Nadège était hantée par une autre peur: Marcel et Bernard n'avaient pas été arrêtés, ils restaient dangereux. Qui sait s'ils ne viendraient pas rôder cette nuit autour de la maison? Qui sait si leur haine des bourgeois, si leur colère contre le fait que la filière de la drogue risquait d'être démantelée, ne se transformerait pas en une attaque brutale et sans merci contre la famille Baudrimont? Dans son extrême anxiété, elle oubliait que la police continuait d'exercer sa surveillance.

Papa et Maman vinrent lui dire bonsoir. Elle avoua sa crainte.

— Les deux autres n'ont pas été arrêtés!
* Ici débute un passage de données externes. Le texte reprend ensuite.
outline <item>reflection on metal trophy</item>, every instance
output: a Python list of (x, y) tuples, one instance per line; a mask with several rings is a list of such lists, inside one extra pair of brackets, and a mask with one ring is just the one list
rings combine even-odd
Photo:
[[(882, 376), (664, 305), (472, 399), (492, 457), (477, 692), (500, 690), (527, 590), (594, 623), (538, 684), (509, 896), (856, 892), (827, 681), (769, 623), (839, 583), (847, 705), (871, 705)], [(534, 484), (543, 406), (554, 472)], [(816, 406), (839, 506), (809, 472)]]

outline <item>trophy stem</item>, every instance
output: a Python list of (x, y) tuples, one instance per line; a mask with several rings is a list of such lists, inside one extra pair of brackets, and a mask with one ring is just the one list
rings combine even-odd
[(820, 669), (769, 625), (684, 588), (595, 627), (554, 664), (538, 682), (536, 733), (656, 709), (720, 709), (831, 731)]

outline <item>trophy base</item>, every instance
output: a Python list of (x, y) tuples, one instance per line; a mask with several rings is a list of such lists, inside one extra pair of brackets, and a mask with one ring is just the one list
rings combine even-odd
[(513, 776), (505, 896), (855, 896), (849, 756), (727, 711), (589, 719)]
Ils sont dangereux, je les connais.

— Nous avons eu la preuve pendant ces deux jours que notre Dieu est un Dieu de délivrance, répliqua Maman.

— Peux-tu t'endormir en te déchargeant sur lui de ton inquiétude? demanda Papa.

En dépit de sa détresse, elle lança une réplique cinglante:

— Non! ce n'est pas possible! Et ne me demandez pas pourquoi!

Papa et Maman se regardèrent. Ils étaient venus avec un cœur bienveillant, tandis que le cœur de Nadège exhalait une inexplicable animosité. Maman reprit doucement:

— Tu nous parles comme si tu nous en voulais.

— Pas à Papa! Et puis, laissez-moi tranquille!

— Oui, nous allons te laisser tranquille, si toutefois la tranquillité peut être ta compagne en ce moment. Demain, nous y verrons plus clair.

La réflexion de Papa la laissa muette. Elle se faisait mal et elle rendait son entourage malheureux.

Claude et Nathalie se retirèrent silencieux.

— Elle me hait, soupira tristement Maman.

— Depuis hier elle n'a rien fumé, peut-être qu'elle est en manque, il se peut que cela la rende irritable, suggéra Papa.

— Peut-être, murmura Nathalie sans conviction.